The smooth and spineless peyote cactus (Lophophora williamsii) grows slowly in the deserts of Mexico and southwestern Texas. The dome-shaped cactus forms in tight clusters and displays a blue-green appearance. The species develops around 50 different alkaloids, including the potent psychedelic mescaline. The word peyote derives from the Aztec “peyote”, which translates to “divine messenger”. The cactus forms one of four principal deities of the American Wixarika culture, where it’s used as a visionary sacrament.
The water lily blue lotus (Nymphaea caerulea) grows along the Nile and other parts of East Africa. The beautiful, pale blue-white flowers played an important role in ancient Egyptian civilisation. Ancient artwork from the region depicts the species in party scenes and rituals, where it was likely used for its deeply relaxing effects. The plant contains the psychoactive alkaloid aporphine, which influences the dopamine system.

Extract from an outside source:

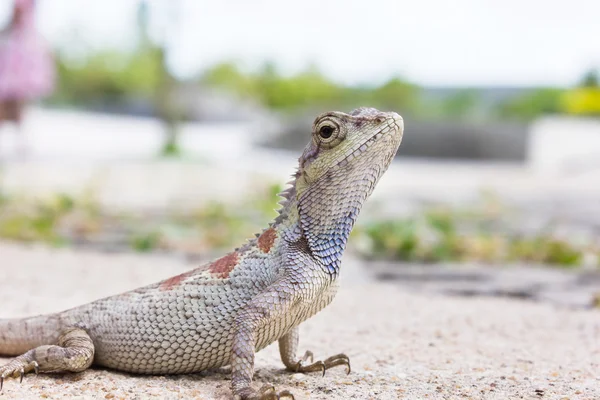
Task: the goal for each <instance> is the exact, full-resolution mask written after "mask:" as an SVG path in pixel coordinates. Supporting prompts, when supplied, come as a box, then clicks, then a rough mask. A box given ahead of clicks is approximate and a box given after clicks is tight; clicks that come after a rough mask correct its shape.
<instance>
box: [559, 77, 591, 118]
mask: <svg viewBox="0 0 600 400" xmlns="http://www.w3.org/2000/svg"><path fill="white" fill-rule="evenodd" d="M563 107H564V109H565V111H566V112H567V113H569V114H574V115H588V116H600V77H599V71H598V69H591V70H589V71H587V72H586V73H585V74H584V75H583V78H582V79H581V82H580V84H579V86H578V87H576V88H574V89H571V90H569V91H568V92H566V93H565V95H564V96H563Z"/></svg>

As the most popular psychoactive plant on the planet, millions of people currently use cannabis on a daily basis to induce euphoria, relaxation, and deep philosophical thought. Humanity has used the herb for thousands of years to worship gods, boost wellness, and even craft rope and paper. Cultures in Afghanistan created crude forms of hash to enjoy higher levels of THC, whereas people of the Indian subcontinent drank cannabis-infused bhang as early as 1000 BCE. More recently, cannabis has played a sacred role in the Rastafari religion, where practitioners use the herb to create divine connections.